Description of problem: As now in rhel9, cgroup V2 is enabled by default. All weights are in the range [1, 10000]. VM with the value of cpu.weight larger than 10000 can not be started, while this kind of VMs can be started on RHEL8 host which uses cgroup V1. Due to the same reason, migrating this kind of VMs from RHEL8 to RHEL9 will fail. Version-Release: On Source host: libvirt-7.6.0-6.module+el8.5.0+13051+7ddbe958.x86_64 qemu-kvm-6.0.0-33.module+el8.5.0+13041+05be2dc6.x86_64 On target host: libvirt-7.10.0-1.el9.x86_64 qemu-kvm-6.2.0-1.el9.x86_64 1. check the guest xml <domain type='kvm'> <name>VM</name> ... <cputune> <shares>10001</shares> </cputune> ... 2. try to migrate the guest from source host to target guest. # virsh migrate VM qemu+ssh://$target/system --verbose --live error: error from service: GDBus.Error:org.freedesktop.DBus.Error.InvalidArgs: Value specified in CPUWeight is out of range (migration failed) On RHEL, we can migrate this kind of VM successfully by specifying xml, e.g., 3. dump the VM xml # virsh dumpxml VM > VM.xml 4. change the shares value from 10001 to the value smaller than 10000, # cat VM.xml ... <cputune> <shares>10000</shares> </cputune> ... 5. migrate the VM by specify the above xml # virsh migrate VM qemu+ssh://$target/system --verbose --live --xml VM.xml Migration: [100 %] My question is: 1. Is there any problem with migrating this kind of VM on openstack? 2. If there is problem now, can the above workaround be accepted? 2. If the above workaround can be accepted, can the customers specify the xml, then migrate the guest on openstack now?

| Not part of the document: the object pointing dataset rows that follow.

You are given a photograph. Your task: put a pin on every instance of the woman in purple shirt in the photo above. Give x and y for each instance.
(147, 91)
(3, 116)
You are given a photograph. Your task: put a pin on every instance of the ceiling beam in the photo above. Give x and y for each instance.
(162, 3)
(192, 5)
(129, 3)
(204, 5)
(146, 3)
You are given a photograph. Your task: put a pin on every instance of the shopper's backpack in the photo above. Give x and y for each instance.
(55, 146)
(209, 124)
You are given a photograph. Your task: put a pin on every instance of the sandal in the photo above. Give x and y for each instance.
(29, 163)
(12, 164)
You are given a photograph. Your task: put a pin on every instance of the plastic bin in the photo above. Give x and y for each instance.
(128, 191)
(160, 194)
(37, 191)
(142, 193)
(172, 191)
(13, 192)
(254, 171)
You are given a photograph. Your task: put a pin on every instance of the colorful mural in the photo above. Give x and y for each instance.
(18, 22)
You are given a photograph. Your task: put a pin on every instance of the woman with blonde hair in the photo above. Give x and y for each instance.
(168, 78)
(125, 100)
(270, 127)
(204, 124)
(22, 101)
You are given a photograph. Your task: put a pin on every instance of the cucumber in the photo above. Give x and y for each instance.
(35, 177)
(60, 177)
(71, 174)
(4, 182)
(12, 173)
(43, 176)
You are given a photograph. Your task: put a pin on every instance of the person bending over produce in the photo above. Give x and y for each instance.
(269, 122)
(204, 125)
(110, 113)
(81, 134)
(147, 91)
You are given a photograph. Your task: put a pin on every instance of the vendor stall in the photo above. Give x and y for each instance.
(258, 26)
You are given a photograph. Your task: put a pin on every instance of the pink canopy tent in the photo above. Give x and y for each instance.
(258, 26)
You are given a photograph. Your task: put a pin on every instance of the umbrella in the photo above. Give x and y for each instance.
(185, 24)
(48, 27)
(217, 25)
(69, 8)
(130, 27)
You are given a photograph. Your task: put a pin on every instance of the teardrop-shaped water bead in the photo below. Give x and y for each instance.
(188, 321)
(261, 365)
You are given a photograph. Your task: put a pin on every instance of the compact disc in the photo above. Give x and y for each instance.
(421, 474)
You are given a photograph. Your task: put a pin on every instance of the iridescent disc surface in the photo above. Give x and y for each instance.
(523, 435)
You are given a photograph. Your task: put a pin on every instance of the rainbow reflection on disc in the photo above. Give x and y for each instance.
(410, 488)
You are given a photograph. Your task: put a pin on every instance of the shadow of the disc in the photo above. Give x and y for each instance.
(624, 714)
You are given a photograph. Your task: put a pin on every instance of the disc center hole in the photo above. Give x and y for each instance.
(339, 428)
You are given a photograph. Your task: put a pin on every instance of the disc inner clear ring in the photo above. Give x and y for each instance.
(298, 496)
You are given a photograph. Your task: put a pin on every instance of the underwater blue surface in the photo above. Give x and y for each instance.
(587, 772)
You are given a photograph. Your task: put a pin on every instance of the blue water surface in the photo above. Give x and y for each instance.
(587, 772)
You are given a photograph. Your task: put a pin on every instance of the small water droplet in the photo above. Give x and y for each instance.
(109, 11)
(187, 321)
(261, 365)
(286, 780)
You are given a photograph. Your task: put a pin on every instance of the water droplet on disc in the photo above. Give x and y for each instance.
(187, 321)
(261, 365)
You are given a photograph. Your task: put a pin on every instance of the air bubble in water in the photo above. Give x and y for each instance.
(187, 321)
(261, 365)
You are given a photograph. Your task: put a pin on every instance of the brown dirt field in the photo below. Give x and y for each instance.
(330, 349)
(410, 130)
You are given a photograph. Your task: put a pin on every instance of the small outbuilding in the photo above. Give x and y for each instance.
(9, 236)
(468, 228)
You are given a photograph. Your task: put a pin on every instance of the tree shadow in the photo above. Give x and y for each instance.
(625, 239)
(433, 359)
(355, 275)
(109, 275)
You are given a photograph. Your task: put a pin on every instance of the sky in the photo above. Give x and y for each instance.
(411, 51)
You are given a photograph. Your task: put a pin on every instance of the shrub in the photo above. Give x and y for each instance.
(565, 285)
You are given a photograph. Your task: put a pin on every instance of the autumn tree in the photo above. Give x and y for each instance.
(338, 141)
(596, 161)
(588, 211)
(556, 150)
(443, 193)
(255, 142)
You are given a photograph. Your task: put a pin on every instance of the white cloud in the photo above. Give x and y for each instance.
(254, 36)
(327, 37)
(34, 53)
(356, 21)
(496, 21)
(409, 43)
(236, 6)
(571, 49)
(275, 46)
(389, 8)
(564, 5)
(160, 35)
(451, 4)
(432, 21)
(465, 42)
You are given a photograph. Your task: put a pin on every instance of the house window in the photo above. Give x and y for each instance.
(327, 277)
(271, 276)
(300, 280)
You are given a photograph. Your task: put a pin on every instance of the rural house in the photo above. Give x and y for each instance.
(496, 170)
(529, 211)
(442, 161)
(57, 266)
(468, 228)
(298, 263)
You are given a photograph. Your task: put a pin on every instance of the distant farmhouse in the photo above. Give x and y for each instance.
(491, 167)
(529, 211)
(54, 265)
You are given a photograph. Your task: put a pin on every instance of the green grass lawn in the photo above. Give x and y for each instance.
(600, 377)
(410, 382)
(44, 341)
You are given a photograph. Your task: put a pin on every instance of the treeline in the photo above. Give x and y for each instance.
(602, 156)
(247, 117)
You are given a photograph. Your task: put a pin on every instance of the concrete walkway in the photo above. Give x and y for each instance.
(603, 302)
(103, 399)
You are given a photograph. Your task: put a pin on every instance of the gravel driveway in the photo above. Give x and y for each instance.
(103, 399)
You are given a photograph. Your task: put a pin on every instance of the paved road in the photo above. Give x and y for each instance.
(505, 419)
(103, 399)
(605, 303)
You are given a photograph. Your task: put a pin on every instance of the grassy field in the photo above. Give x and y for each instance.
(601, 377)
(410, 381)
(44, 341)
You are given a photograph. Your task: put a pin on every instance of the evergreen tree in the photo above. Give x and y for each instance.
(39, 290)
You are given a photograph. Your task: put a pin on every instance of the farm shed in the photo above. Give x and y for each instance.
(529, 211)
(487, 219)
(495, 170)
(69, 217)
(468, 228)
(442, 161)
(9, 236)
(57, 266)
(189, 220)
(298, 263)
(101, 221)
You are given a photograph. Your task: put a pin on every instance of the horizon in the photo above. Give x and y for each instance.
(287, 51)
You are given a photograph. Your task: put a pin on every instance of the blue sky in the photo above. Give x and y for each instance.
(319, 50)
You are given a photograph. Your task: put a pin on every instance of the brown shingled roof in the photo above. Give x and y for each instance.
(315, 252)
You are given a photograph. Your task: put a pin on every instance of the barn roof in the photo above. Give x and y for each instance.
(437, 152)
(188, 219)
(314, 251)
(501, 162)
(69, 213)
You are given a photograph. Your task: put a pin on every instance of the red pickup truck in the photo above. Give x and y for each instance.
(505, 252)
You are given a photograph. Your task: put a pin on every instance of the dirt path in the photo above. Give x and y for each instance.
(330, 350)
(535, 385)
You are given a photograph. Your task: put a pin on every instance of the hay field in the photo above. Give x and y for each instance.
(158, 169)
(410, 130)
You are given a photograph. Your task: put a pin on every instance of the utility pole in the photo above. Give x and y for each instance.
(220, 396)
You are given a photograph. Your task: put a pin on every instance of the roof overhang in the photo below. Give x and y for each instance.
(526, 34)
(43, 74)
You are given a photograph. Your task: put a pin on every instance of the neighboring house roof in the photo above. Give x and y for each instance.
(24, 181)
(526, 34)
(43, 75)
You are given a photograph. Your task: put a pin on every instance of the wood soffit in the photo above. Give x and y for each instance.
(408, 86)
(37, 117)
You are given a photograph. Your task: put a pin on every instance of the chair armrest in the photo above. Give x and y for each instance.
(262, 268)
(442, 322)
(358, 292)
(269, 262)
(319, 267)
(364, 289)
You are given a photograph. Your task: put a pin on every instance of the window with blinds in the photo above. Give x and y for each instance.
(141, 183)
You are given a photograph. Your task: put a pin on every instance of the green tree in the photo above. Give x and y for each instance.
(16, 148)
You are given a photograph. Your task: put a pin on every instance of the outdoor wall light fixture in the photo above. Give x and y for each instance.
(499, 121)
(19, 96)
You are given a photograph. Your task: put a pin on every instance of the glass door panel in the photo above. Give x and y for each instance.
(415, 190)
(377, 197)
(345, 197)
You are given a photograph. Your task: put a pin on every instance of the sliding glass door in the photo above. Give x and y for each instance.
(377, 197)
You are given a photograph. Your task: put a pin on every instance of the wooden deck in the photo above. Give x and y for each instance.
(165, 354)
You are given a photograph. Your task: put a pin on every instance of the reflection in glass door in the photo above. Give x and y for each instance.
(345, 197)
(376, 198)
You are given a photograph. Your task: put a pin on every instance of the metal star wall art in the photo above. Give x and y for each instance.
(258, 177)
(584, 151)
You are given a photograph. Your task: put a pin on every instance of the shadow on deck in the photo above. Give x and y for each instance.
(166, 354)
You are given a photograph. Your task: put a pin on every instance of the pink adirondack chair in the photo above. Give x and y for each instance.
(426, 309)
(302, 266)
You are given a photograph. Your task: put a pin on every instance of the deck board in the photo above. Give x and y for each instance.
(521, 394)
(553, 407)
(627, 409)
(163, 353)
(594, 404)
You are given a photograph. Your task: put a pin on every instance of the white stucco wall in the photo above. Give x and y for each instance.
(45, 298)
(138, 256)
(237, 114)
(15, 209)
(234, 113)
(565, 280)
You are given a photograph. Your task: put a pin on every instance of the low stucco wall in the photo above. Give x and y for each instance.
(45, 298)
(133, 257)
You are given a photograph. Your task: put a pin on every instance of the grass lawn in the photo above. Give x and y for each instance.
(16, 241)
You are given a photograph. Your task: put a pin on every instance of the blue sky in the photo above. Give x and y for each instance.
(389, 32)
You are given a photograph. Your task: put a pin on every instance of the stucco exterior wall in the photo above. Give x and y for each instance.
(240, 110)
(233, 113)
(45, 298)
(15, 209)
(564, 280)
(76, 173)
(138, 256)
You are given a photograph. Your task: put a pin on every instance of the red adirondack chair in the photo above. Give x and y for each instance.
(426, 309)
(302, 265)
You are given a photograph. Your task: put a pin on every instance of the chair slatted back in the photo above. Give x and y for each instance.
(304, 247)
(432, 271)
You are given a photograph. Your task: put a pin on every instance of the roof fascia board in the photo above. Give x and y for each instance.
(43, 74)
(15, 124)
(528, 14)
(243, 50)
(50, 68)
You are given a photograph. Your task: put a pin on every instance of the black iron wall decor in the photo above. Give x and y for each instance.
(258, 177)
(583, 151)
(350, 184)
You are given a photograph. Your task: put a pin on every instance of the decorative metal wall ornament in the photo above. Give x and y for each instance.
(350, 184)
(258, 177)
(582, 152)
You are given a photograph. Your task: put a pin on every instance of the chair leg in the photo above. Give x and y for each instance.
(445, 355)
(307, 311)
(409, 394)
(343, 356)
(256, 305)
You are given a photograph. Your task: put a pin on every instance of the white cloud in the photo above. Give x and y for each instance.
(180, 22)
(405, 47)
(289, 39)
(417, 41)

If there is no problem with migrating this kind of VM on openstack, or it can be solved by other method, feel free to close this bug.
Right, libvirt currently uses the same set of limits for both CGroupV1 and V2. That should be fixed on libvirt level. And for mgmt apps (like OpenStack) they need to provide an XML during migration with the values recalculated to fit into CGroupV2 limits.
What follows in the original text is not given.